Saikawa is the chairman for Nissan (China) Investment Co., Ltd. He is also on the board of Nissan Motor Co., Ltd., Dongfeng Motor Co., Ltd., Nmkv Co., Ltd. and Renault-Nissan-Mitsubishi Alliance.

== Arrest of Carlos Ghosn==
Following the arrest of Carlos Ghosn, his erstwhile mentor and Chairman of Nissan and Renault, Saikawa expressed deep disappointment, noting that too much power was concentrated in the hands of one individual. The scandal, involving unreported future post retirement compensation and improper use of company funds by Ghosn, was described by Saikawa as a "negative outcome of the long regime of Mr. Ghosn". It should however be noted that, to this date, Mr. Ghosn has not been proven guilty of any wrongdoing since no trial has taken place yet.

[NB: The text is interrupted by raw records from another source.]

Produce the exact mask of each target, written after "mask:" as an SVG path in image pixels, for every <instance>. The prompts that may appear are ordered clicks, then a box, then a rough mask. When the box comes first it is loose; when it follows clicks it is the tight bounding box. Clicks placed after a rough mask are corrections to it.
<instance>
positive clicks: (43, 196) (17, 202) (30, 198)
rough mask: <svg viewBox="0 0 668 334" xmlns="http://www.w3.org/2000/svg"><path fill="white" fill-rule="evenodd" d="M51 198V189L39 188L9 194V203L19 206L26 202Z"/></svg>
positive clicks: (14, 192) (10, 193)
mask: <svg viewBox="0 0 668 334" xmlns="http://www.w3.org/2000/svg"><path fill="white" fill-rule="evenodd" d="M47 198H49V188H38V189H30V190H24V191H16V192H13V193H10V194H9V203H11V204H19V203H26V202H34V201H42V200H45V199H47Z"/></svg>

When he was asked whether Ghosn was a "tyrant" or a "charismatic leader", Hiroto Saikawa refused to answer. Saikawa said that Nissan's board would meet Thursday, November 22, 2018, to vote on a proposal to have Ghosn dismissed, focusing on minimizing the impact of the shakeup on the company and its employees as well as reducing its reliance on a single leading executive. In the months leading to Ghosn's arrest, Ghosn had indicated he planned to announce at a late-November meeting to have Saikawa replaced, due to poor profit and very weak sales performance, as well as quality issues.

==Personal life==

Saikawa has kept his personal life private, and few details are known. He graduated from Tokyo University and is married.